Symptoms: Children are most likely to get ringworm either on the scalp or on their trunk and limbs. It can appear as itchy, red, scaly or cracked skin or a ring-shaped rash. Sores can be flat or slightly raised, and, if scratched, can spread to other areas of the body.

How It’s Treated: Some cases can be treated with over-the-counter medications but other infections may require prescription-strength medications. The type of medication needed will depend on where it is located and how widespread it is. With the right medication, it usually clears up in two to four weeks.

How Your Dermatologist Can Help: Your dermatologist can confirm a ringworm diagnosis. “Since ringworm can look like many other conditions, such as eczema, psoriasis and more, you’ll want to make an appointment with your dermatologist to confirm what it is and make sure you’re getting the proper medication,” Dr.

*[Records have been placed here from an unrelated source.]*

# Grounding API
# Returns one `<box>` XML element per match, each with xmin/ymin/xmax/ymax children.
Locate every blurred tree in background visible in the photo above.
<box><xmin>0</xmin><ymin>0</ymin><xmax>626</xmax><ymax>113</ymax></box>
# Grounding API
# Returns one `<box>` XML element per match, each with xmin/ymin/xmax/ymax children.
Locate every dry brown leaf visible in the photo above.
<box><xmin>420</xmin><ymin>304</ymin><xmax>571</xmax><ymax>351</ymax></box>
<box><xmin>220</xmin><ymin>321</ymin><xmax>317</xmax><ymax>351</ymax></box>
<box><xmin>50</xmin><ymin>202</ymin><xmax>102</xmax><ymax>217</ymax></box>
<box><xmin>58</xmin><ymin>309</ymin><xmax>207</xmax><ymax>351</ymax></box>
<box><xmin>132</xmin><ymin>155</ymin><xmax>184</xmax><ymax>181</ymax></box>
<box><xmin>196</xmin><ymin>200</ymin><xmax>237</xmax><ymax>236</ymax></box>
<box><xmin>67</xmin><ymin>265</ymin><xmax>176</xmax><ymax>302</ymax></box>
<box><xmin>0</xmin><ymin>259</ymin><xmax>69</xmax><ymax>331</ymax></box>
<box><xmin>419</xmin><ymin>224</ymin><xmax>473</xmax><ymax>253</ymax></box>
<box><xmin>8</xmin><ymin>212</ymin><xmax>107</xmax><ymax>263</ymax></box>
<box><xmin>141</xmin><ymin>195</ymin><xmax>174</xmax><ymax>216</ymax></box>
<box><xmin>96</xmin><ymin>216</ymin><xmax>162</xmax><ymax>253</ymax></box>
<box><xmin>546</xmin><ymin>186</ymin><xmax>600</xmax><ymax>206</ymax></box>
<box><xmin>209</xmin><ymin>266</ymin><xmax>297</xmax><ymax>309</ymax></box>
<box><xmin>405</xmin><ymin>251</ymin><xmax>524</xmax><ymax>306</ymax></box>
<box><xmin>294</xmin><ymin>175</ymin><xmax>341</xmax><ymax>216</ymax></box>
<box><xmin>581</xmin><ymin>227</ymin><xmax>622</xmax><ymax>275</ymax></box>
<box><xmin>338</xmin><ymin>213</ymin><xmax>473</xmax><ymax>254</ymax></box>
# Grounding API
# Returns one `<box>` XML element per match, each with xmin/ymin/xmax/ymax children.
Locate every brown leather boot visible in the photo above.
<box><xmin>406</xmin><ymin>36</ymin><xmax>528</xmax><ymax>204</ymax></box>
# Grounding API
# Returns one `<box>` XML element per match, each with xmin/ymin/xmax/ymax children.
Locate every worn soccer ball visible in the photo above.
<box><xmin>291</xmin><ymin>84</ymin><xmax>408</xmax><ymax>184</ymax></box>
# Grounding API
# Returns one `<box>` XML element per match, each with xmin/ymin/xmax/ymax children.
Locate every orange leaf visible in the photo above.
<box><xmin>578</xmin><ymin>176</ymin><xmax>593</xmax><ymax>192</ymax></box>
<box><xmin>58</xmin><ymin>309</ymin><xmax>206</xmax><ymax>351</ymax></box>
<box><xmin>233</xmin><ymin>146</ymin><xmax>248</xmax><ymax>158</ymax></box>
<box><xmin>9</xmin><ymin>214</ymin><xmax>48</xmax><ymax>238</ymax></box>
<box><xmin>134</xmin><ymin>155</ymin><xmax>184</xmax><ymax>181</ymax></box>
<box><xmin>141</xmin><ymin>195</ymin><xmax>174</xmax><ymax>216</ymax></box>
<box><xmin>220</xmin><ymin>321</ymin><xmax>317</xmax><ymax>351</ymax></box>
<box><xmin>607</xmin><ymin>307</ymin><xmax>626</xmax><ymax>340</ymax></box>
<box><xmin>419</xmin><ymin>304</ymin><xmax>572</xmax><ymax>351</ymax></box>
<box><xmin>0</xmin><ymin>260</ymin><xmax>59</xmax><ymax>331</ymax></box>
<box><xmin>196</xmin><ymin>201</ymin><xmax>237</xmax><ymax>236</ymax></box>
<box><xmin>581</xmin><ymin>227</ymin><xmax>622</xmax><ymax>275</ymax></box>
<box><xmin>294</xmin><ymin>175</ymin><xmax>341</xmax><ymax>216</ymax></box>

Magne says.

Prevention Tips: Keep ringworm from spreading by not sharing clothing, towels, sheets, etc. with an infected individual, and make sure your children wash their hands with soap and water after playing with their pets. If you suspect your pet has an infection, take him or her to the veterinarian; that infection will need to be treated as well.

Treating these three common conditions immediately with the right medications will help clear them up more quickly. Be sure you have a trusted dermatologist on your side to help you through it.